For me, the rewards have been great – love, light, feeling and emotion, a different kind of creativity, a deepening spiritual connection to the animal world that is bringing me new understanding of life and death every day. All of this is beginning to infuse my writing. It was so often missing before. If the rewards are great, so is the fear, loss, pain and suffering. But that is a struggle story, and I have become allergic to that. Yesterday I sat with my friend Warren Cardwell as he lay dying and never once did he suggest that death was unfair, that he was not ready, that he had suffered too much or suffered at all. I have no complaints, he whispered to me, I lived my life. No reason to grieve that life, I thought.
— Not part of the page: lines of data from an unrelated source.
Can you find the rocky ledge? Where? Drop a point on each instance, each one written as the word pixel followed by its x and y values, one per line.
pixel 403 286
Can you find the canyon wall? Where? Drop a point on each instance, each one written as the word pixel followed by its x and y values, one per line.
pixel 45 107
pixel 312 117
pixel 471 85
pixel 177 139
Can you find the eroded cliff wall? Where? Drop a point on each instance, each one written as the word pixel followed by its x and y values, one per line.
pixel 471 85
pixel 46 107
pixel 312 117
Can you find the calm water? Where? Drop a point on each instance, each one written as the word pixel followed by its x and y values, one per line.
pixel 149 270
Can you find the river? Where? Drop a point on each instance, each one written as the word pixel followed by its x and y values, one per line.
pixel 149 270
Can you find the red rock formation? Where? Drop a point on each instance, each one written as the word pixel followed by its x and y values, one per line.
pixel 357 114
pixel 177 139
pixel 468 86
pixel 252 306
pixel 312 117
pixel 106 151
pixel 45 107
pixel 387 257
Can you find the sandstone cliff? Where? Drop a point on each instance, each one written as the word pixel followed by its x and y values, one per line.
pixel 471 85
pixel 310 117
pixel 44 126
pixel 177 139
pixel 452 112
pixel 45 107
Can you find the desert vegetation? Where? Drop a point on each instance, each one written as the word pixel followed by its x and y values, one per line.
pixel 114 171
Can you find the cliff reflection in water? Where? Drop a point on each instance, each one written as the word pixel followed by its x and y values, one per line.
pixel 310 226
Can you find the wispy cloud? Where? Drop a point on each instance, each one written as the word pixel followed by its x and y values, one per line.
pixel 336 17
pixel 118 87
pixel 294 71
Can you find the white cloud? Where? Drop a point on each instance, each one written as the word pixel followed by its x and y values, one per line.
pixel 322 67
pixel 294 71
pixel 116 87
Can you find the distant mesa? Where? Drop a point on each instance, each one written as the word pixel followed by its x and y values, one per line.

A beautiful epitaph, one for me to live up to. When I came to Bedlam Farm, I set out on the hero journey. I was seeking love and connection. I was seeking to free the artist inside of me. I was seeking a deeper understanding of the world so I could write my books with more depth and feeling. I was seeking maturity, clarity,  integrity, authenticity. I am not there yet, no human gets there, I think, but I know it is time for the next step, the move to the next place.  Life is short, life is precious. Yesterday I cried over an e-mail I got from a wonderful woman was terrified to adopt a child until she read the blog and thought about fear and challenge, and she decided her love was more important than her fear, and she loves her new child deeply. How humbling and shocking that message was.

So I will keep going. The people who love the farm are coming, they are near, I can feel them. I am shedding the fear that breeds caution and gloom and struggle. I see the light everywhere, and it is calling to me, as it did yesterday on the way to my balloon ride and I looked up and saw the light rising over the Champlain Canal and jumped out of the car to capture it.